Ce qui en freine l’ampleur et l’adoption par une bonne frange des potentiels usagers. Leur valeur dépend uniquement de l’offre et de la demande sur les marchés. Le plus connu est le Bitcoin, créé en 2009. Depuis, des milliers d’autres cryptoactifs ont vu le jour, comme l’Ethereum, le Solana ou le XRP. Certains sont utilisés comme moyens de paiement, tandis que d’autres servent à investir, à financer des projets numériques ou à réaliser des transferts d’argent. Les cryptoactifs sont souvent confondus avec la monnaie électronique, mais il s’agit de deux choses différentes. La monnaie électronique correspond à l’argent que l’on détient sur un portefeuille mobile ou une application bancaire, comme Orange Money, Wave ou Free Money.
Elle représente de la monnaie officielle (le franc CFA dans l’Uemoa) sous forme numérique et est réglementée par la Banque centrale. Les cryptoactifs, eux, ne représentent aucune monnaie officielle et circulent sur des réseaux informatiques décentralisés, sans intermédiaire bancaire. Les transactions en cryptoactifs sont enregistrées dans une blockchain, un registre numérique partagé entre des milliers d’ordinateurs à travers le monde. Cette technologie garantit la traçabilité des opérations sans qu’une banque ou une autorité centrale n’ait à les valider. Pour acheter ou vendre des cryptoactifs, les utilisateurs passent généralement par des plateformes spécialisées. Ils les conservent ensuite dans des portefeuilles numériques appelés wallets.
Des opportunités… mais aussi des risques Les défenseurs des cryptoactifs mettent en avant plusieurs avantages : des transferts rapides, des frais parfois réduits, un accès facilité aux services financiers et une plus grande autonomie des utilisateurs.

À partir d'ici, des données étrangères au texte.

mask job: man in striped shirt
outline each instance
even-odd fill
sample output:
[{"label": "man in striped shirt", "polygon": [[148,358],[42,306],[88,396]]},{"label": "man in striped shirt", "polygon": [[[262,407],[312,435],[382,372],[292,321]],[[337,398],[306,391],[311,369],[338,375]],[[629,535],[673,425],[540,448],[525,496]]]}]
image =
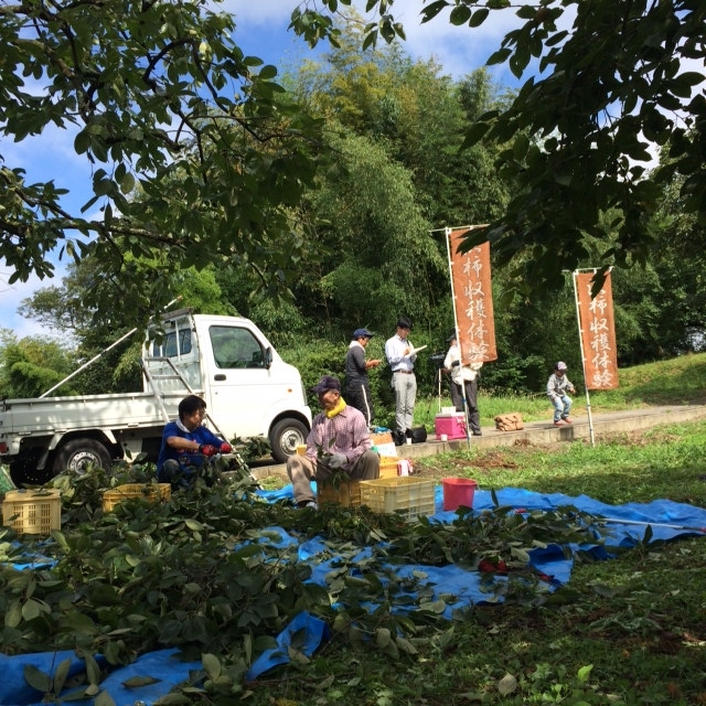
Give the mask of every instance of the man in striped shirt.
[{"label": "man in striped shirt", "polygon": [[307,437],[307,452],[287,461],[287,474],[298,507],[317,507],[311,481],[323,481],[335,471],[351,480],[374,480],[379,475],[379,456],[371,450],[372,440],[363,414],[341,397],[338,377],[324,375],[312,388],[322,411],[313,418]]}]

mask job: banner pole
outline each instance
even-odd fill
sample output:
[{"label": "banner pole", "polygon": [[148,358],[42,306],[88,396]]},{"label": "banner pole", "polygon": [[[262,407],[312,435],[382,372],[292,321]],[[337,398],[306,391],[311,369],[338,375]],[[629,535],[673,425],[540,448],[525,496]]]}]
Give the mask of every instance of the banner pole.
[{"label": "banner pole", "polygon": [[[595,272],[596,270],[593,270]],[[586,411],[588,413],[588,432],[591,439],[591,448],[596,446],[596,438],[593,436],[593,417],[591,415],[591,398],[588,392],[588,381],[586,379],[586,353],[584,351],[584,331],[581,329],[581,311],[578,303],[578,285],[576,280],[578,278],[578,270],[571,272],[571,279],[574,280],[574,301],[576,303],[576,321],[578,323],[578,342],[581,351],[581,368],[584,372],[584,388],[586,391]]]},{"label": "banner pole", "polygon": [[[459,346],[459,365],[461,365],[461,361],[463,360],[463,351],[461,351],[461,338],[459,336],[459,320],[456,314],[456,291],[453,289],[453,263],[451,260],[451,233],[453,233],[452,228],[445,229],[446,257],[449,263],[449,282],[451,284],[451,309],[453,310],[453,332],[456,333],[456,343]],[[439,376],[440,375],[441,375],[441,371],[439,371]],[[453,379],[451,379],[451,385],[453,385]],[[463,427],[466,428],[466,449],[470,453],[471,430],[468,424],[468,402],[466,399],[466,385],[463,384],[463,373],[461,373],[461,395],[463,397]],[[439,395],[439,399],[441,399],[440,395]]]}]

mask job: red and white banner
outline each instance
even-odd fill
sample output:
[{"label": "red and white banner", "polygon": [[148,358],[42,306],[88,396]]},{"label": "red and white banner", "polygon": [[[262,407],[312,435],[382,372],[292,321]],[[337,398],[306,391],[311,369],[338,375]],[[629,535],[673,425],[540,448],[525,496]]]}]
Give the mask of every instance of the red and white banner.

Mais ces actifs présentent aussi des risques importants. Leur valeur est très volatile : un crypto-actif peut gagner ou perdre une grande partie de sa valeur en quelques heures. Les investisseurs sont également exposés aux piratages informatiques, aux escroqueries et aux faillites de certaines plateformes d’échange.
C’est pourquoi les spécialistes recommandent de ne jamais investir de l’argent dont on pourrait avoir besoin à court terme. Cependant, même si l’absence de cadre réglementaire a toujours été vue comme un frein à l’essor des cryptoactifs, l’histoire récente a montré que le secteur ne cesse de progresser et il semble presque impossible de stopper la dynamique. D’ailleurs, même du côté de la banque centrale des États de l’Afrique de l’Ouest on commence à prendre en compte cette nouveauté. En interne, une réflexion approfondie est engagée pour arriver à un cadre réglementaire.